With the introduction of the algorithm, there was improvement in all parameters assessed (fig. 1, 2, 3): a reduction in aspirated blood loss from 327 ± 403.11 ml to 37 ± 18.92 ml (p = 0.031), a decrease in the total operative time from 43 ± 14.53 min to 27 ± 8.27 min (p = 0.015) and an improvement in the repair start time from 147 ± 117.65 sec to 51 ± 39.09 (p = 0.025). There was a trend toward improvement in the reaction time (22 ± 21.55 sec vs. 14 ± 6.39 sec, p = 0.188), the bleeding time (50 ± 94.2 sec vs. 14 ± 6.95 sec, p = 0.141), and the repair completion time (178 ± 170.4 sec vs. 119 ± 183.87 sec, p = 0.302).

Fig. 1.

Fig. 1

Reaction time during vascular injury.

Fig. 2.

Fig. 2

Total operative time.

Fig. 3.

Fig. 3

Aspirated blood loss.

Discussion

Management of vascular injuries during MIS is often difficult due to the limited visibility and morbidity produced by these procedures [12]. Training is essential in the acquisition and mastery of any surgical skill [13], particularly in laparoscopic surgery and in managing trauma, complications and other emergencies. Adopting a standardized protocol to systematize the surgeon's response to such situations allows for more rapid recall of key principles and appropriate responses while under intense pressure or stress [14]. In this study, we observed that by learning and utilizing a simple mnemonic, inexperienced surgeons were able to significantly limit blood loss following inadvertent vascular injury during laparoscopic surgery. The use of the algorithm appears to facilitate the surgeons to focus more rapidly and effectively on control and repair of the injury. Interestingly, we also observed that the standard deviations associated with most surgical parameters assessed were much lower in those procedures in which the surgeon was taught the algorithm. This finding may suggest that the algorithm not only optimizes the responses of surgeons but also makes them more uniform. To our knowledge, no prior algorithm has been proposed in the management of vascular injuries during laparoscopic procedures.

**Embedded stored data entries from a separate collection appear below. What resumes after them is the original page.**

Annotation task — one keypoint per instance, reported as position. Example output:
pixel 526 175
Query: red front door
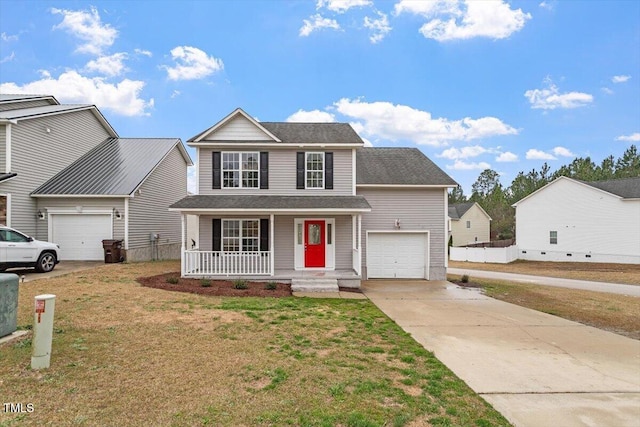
pixel 314 243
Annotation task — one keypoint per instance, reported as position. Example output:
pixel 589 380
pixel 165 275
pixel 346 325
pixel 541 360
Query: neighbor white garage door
pixel 397 256
pixel 80 236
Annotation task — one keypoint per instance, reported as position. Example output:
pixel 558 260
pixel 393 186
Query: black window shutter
pixel 300 170
pixel 217 234
pixel 264 170
pixel 216 170
pixel 328 171
pixel 264 234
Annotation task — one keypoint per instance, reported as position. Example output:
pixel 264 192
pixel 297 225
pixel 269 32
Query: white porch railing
pixel 209 263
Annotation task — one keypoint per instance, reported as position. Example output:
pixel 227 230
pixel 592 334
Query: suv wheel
pixel 46 262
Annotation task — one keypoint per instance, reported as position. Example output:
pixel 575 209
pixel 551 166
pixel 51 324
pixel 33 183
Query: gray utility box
pixel 8 303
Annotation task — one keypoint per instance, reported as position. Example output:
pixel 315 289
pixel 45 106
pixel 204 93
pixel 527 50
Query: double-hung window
pixel 241 235
pixel 240 170
pixel 315 170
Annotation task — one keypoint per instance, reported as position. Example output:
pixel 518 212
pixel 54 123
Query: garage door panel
pixel 80 236
pixel 396 255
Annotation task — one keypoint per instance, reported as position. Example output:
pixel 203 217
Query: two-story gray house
pixel 67 177
pixel 308 202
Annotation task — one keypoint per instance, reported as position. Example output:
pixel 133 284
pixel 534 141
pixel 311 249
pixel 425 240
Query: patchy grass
pixel 611 312
pixel 613 273
pixel 124 354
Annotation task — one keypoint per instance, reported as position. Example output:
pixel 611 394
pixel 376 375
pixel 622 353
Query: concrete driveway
pixel 65 267
pixel 536 369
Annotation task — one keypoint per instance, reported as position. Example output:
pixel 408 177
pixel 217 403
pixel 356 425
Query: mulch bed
pixel 215 287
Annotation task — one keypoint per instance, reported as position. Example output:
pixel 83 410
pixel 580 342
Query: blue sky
pixel 474 85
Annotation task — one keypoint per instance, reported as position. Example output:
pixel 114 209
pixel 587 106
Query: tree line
pixel 496 199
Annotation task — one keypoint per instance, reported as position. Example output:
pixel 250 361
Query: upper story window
pixel 314 170
pixel 240 170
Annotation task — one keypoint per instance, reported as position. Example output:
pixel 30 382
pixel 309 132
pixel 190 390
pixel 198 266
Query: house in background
pixel 70 179
pixel 307 202
pixel 469 224
pixel 571 220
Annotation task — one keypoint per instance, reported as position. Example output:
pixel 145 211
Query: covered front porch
pixel 284 238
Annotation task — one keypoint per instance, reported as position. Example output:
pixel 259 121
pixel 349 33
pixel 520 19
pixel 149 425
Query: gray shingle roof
pixel 458 210
pixel 272 203
pixel 398 166
pixel 115 167
pixel 627 188
pixel 313 133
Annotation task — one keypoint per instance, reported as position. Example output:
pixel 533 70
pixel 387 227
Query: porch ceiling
pixel 271 204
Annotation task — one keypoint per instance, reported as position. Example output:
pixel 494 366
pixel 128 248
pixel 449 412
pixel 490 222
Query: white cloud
pixel 379 27
pixel 463 153
pixel 634 137
pixel 550 98
pixel 7 38
pixel 457 19
pixel 88 27
pixel 563 152
pixel 317 22
pixel 192 64
pixel 112 65
pixel 507 156
pixel 384 120
pixel 620 79
pixel 534 154
pixel 314 116
pixel 143 52
pixel 70 87
pixel 460 165
pixel 342 6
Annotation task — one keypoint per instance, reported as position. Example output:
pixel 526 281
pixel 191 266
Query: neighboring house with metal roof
pixel 571 220
pixel 307 202
pixel 68 178
pixel 469 223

This study has several limitations. Because all of the surgeons who participated in the study had mild to moderate operating experience, we assumed that they were all at the same level of their learning curves in performing laparoscopic procedures and that the design of the study eliminated any influence of learning prior to these 10 procedures (so that the only modifying factor for the performance of the procedures should have been the knowledge and use of the algorithm). A second limitation is the small number of participants, which decreased the statistical power of the study. However, we were still able to observe statistically significant differences between the groups despite the small numbers. Thirdly, we primarily used quantitative parameters to compare the groups, assessing the time to perform each step of injury repair. Qualitative assessment such as the quality of the repair could not be easily evaluated due to the lack of an objective means to perform such an assessment. Finally, since all our injuries were standardized, this fact by itself could have improved the response to the injury.

Our results suggest that there is benefit in the use of this algorithm, but more complex studies need to be conducted to confirm these conclusions, refine the algorithm, and to test this algorithm in different emergency situations.

Conclusion

Our findings suggest that the implementation of a standardized, easy-to-remember algorithm for the management of vascular injuries may help to reduce the potential morbidity and mortality associated with laparoscopic surgery. Further studies will help to determine the potential benefits of standardized training protocols such as that developed in this study for the management of life-threatening laparoscopic complications.

Acknowledgements

This study was funded by FAPESP (Fundacao de Amparo a Pesquisa do Estado de Sao Paulo) and by CNPQ (National Counsel of Technological and Scientific Development).